The schematic on the left breaks down the components of the TDV regulariser from a high-level view (top) down to detailing the low-level operations. On the highest level, wTN(Kx) assigns to each pixel an energy value incorporating the local neighbourhood, where w is a learnt weight vector and K is a learnt convolution kernel. The function N (yellow) is composed of three macro-blocks (red), each representing a CNN with a U-Net-type architecture. The macro-blocks consist of five micro-blocks (blue) with a residual structure on three scales.
TDV is defined as the total sum of the pixel-wise regularisation depicted above. In order to analyse the local behaviour of TDV for a denoising problem with fixed noise level, a saddle point of the Lagrangian of TDV is computed and turns out to be a non-linear eigenpair of the gradient of TDV.
In the figure above you can recognise the three ‘paintings’ among others. They are in fact eigenfunctions (second row) of input images to the denoising framework (first row) with the corresponding eigenvalues (third row).
Generation of interesting - maybe even artistic - images being accompanied by a sound mathematical interpretation is not the only feature that comes along with the TDV framework. Due to the underlying variational structure of the problem formulation it can be applied to various linear inverse problems and achieves state-of-the-art performance for imaging problems including CT and MRI reconstruction as well as super-resolution. In addition to that and in contrast to many existing learning frameworks it is accompanied by thorough mathematical analyses.

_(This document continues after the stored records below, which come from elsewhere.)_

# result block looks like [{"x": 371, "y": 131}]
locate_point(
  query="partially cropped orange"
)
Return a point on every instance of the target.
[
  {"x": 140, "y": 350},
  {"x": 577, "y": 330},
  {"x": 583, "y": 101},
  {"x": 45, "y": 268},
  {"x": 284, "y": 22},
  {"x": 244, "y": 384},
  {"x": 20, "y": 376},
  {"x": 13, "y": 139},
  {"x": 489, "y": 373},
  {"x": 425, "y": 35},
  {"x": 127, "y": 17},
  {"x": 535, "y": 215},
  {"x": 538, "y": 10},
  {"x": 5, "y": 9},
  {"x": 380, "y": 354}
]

Diverse inverse problems in imaging can be cast as variational problems composed of a task-specific data fidelity term and a regularization term. In this paper, we propose a novel learnable general-purpose regularizer exploiting recent architectural design patterns from deep learning. We cast the learning problem as a discrete sampled optimal control problem, for which we derive the adjoint state equations and an optimality condition. By exploiting the variational structure of our approach, we perform a sensitivity analysis with respect to the learned parameters obtained from different training datasets. Moreover, we carry out a nonlinear eigenfunction analysis, which reveals interesting properties of the learned regularizer. We show state-of-the-art performance for classical image restoration and medical image reconstruction problems.
The design of a novel generic multi-scale variational regularizer learned from data.
A rigorous mathematical analysis including a sampled optimal control formulation of the learning problem and a sensitivity analysis of the learned estimator with respect to the training dataset.
A nonlinear eigenfunction analysis for the visualization and understanding of the learned regularizer.
State-of-the-art results on a number of classical image restoration and medical image reconstruction problems with an impressively low number of learned parameters.